In order to find an effective alternative to WAG, we have initiated the development of the Gas-Assisted Gravity Drainage (GAGD) process. Unlike WAG, the GAGD process takes advantage of the natural segregation of injected gas from crude oil in the reservoir. Although gravity-stable gas floods have long been practiced in selected dipping reservoirs and pinnacle reefs, this project is aimed at a systematic development of a recovery process that would be widely applicable to different reservoir types in both secondary and tertiary modes.
The GAGD process consists of placing a horizontal producer near the bottom of the payzone and injecting gas through existing vertical wells used in prior waterfloods. As the injected gas rises to the top to form a gas zone, oil and water drain down to the horizontal producer. The new GAGD process is being developed using a three-pronged approach: (1) Design and construction of a scaled physical model to demonstrate process feasibility and to investigate and understand the interplay of capillary, gravitational and viscous forces. (2) Process optimization by determining miscibility pressures and compositions through the use of the Vanishing Interfacial Tension (VIT) technique. (3) The process demonstration at reservoir conditions by conducting horizontal WAG floods and vertical GAGD floods in 2-meter long cores. This paper will present the GAGD concept and its advantages over WAG and a summary of the experimental evidence collected so far.
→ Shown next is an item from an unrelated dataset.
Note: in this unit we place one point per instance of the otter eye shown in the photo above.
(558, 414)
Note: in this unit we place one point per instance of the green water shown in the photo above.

Status of Gas Injection Projects
Within the last twelve years the miscible CO2 projects have increased from 52 in 1990 to 66 in 2002 and their production during the same time period has almost doubled from 95,000 BPD to 187,400 BPD. These data indicate that while the production (and number) of CO2 miscible projects has increased steadily over the last two decades, all other gas injection projects (CO2 immiscible, N2 and flue gas) have declined or become extinct except for the hydrocarbon miscible projects. The production from miscible hydrocarbon gas injection projects in the US has steadily increased from 55,386 BPD in 1990 to 124,500 BPD in 2000 in spite of their decreasing numbers. However, this trend was reversed in 2002 when the production from hydrocarbon gas floods fell to 95,300 BPD, perhaps due to the increasing price of natural gas. The overall effect is that the share of production from gas injection EOR in the US has almost doubled from 23% in 1990 to 44.5% in 2002. This clearly demonstrates the growing commercial interest that the US oil industry has in gas injection EOR projects. The relatively high price of natural gas and the additional benefit of carbon sequestration tip the scales in favor of CO2 for future gas injection projects.
Current Practice by Industry
The viscosity of gases injected, whether CO2 or hydrocarbons, is generally less than one-tenth of that of the oil at reservoir conditions making mobility control one of the biggest factors in a successful gas injection project. Research is ongoing on foams and gels to viscosify the solvents. However, these techniques, still of experimental nature, are not accepted as a part of current miscible flood technology. Hence, the WAG process, first proposed by Caudle and Dyes1 in 1958, has remained the default option for mobility control in horizontal gas floods.